The Navy said Wednesday it is standing up two more Naval Expeditions Agility Office (NavalX) Tech Bridges in Panama City, Fla., and Honolulu, Hawaii.
The Navy said these Tech Bridges will offer direct access for companies and the service to test and evaluate emerging technologies for “undersea and space-going missions.”
Specifically, the Gulf Coast Tech Bridge in Panama City will have focus areas of coastal sciences and technology, assured maritime access and operational meteorology and oceanography.
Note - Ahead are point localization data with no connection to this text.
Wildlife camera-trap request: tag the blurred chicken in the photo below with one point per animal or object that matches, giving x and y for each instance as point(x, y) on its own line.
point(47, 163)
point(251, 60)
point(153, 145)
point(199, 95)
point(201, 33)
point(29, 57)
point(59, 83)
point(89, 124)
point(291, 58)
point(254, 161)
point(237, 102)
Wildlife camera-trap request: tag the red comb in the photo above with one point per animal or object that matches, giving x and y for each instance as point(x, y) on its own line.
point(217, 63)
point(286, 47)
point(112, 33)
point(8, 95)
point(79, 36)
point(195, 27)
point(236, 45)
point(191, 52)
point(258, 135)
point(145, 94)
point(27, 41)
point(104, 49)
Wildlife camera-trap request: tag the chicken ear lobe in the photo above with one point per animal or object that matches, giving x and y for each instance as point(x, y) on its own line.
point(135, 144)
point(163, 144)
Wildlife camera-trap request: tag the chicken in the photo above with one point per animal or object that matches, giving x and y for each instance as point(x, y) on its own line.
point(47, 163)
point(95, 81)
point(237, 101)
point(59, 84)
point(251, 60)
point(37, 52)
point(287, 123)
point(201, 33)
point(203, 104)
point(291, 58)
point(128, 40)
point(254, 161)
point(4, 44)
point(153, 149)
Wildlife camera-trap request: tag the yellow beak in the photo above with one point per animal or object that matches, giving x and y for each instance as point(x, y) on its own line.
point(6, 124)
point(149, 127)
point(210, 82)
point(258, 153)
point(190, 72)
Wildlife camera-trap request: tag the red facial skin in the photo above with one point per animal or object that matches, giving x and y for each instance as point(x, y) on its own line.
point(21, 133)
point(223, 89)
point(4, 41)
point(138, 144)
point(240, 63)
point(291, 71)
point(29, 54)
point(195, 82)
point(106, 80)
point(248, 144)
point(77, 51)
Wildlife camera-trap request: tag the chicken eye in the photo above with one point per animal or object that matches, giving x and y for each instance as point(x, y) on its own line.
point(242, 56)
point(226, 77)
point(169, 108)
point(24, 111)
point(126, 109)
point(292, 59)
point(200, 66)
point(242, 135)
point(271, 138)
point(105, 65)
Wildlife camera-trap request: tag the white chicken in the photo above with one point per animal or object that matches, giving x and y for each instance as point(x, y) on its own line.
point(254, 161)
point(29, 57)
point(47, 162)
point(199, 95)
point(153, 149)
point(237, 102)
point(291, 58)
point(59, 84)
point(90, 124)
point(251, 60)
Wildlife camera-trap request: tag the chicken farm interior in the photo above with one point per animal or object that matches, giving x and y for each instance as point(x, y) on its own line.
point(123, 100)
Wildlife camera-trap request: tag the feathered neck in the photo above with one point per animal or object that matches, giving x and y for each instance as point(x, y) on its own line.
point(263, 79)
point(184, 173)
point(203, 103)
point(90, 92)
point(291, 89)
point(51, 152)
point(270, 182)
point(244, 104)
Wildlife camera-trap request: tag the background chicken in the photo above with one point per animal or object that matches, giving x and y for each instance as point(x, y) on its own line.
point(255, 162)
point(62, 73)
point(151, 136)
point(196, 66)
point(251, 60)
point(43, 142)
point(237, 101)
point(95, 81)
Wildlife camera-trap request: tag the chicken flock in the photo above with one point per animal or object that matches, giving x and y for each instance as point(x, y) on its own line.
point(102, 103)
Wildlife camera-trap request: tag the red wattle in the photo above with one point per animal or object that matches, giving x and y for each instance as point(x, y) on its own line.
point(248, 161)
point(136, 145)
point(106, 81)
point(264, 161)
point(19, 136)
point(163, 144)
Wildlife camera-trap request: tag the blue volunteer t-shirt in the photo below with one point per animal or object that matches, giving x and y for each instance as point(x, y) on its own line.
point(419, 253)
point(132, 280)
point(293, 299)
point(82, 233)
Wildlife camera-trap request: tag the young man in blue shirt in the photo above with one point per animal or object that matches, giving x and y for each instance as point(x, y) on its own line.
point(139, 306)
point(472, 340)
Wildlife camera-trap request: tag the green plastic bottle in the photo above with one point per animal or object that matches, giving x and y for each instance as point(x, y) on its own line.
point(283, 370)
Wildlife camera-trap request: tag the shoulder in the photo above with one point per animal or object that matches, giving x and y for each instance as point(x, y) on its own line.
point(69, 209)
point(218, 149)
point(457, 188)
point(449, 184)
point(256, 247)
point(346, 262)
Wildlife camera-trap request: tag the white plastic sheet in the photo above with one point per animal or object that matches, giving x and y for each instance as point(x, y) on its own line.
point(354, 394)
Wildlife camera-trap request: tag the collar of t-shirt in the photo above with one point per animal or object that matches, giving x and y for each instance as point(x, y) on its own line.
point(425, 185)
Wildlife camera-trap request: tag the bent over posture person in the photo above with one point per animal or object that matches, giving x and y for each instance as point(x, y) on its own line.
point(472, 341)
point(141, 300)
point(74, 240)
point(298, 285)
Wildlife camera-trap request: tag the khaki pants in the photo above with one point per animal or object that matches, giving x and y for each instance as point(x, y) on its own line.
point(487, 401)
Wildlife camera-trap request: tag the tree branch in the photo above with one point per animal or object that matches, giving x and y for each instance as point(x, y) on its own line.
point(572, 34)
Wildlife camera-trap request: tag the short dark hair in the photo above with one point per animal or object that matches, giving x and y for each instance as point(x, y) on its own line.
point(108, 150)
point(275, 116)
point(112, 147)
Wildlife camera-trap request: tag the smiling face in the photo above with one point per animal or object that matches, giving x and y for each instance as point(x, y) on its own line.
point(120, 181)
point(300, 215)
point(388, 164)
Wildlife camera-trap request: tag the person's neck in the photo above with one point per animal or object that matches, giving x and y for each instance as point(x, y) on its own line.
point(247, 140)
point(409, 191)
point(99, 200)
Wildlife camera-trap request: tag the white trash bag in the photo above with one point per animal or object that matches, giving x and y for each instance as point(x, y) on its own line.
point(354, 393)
The Hawaii Tech Bridge will have focus areas of adopting technology advances for command and control, communications, cybersecurity, intelligence, space systems, and resilient infrastructure.
The Gulf Coast Tech Bridge is a partnership formed by Naval Surface Warfare Center Panama City Division, the U.S. Naval Research Lab in Stennis, Miss., and the Naval Meteorology and Oceanography Command.
Director of the Gulf Coast Tech Bridge Holly Gardner said her center “spans a unique, vibrant region across four states.”
“Our region is focused on the future, growing coastal science and unmanned vehicle development, hosting industry events and expanding strategic partnerships,” she added in a statement.
Separately, the Hawaii Tech Bridge is a collaboration between the Naval Undersea Warfare Center Keyport Detachment Pacific, the Hawaii Technology Development Corporation, and the University of Hawaii’s Office of Innovation and Commercialization.
“In our logo, you will see the Hawaiian canoe (wa’a). This symbolizes that everyone has to work together in unity (lokahi) to achieve success. Like our Tech Bridge collaborators, each paddler may have a different role but they are all united by a common goal,” Neal Miyake, Business Deputy at Naval Information Warfare Center Pacific and the Director of the Hawaii Tech Bridge, said.
The Navy said in the future it expects the Hawaii bridge to add U.S. Indo-Pacific Command; Commander, United States Pacific Fleet; and Joint Base Pearl Harbor-Hickam.
These latest locations raise the total number of Tech Bridges up to 15, after the Navy announced the 12th total and first international location in London in October (Defense Daily, Oct. 20).
Assistant Secretary of the Navy for Research, Development & Acquisition James Geurts unveiled the first NavalX office in early 2019 as an effort to connect organizations to innovative ideas rather than generate its own ideas (Defense Daily, Feb. 15).
The Tech Bridges are meant to expand that effort, encouraging further collaboration and connections between the Navy and local academic and business parties in various geographic locations. Each operates like a franchise, allowing the region to develop its own model to connect a local ecosystem to better connect ideas to the best partners.
Speaking to reporters during the announcement Wednesday, Geurts said while each Tech Bridge may have focus areas, they are not exclusive.
“While the Tech Bridges may have a focus, or a particular Navy area of expertise, that’s not an exclusivity and that’s why this NavalX network is so important, because traditionally if you’re a company specializing in artificial intelligence but you happen to be next to a Navy nexus of undersea – you wouldn’t know where to go to because the people you wanted to talk to in the Navy weren’t the folks that were maybe necessarily in your immediate locale.”
Geurts said he is trying to operate at network speed so an interested party can walk into one node with an idea and that Tech Bridge can help redirect you to another that is the focal point.
He admitted that these locations are “certainly areas of focus and that’s good because you get some synergy there, but it’s not exclusive.”
The previous 12 Tech Bridge locations are the Washington, D.C., area; Monterey, Calif.; Orlando, Fla.; Norco, Calif.; Norfolk, Va.; Crane, Ind.; Newport, R.I.; Keyport, Wash.; Charleston, S.C.; Patuxent River, Md.; Ventura, Calif.; and London. The NavalX headquarters is in Northern Virginia.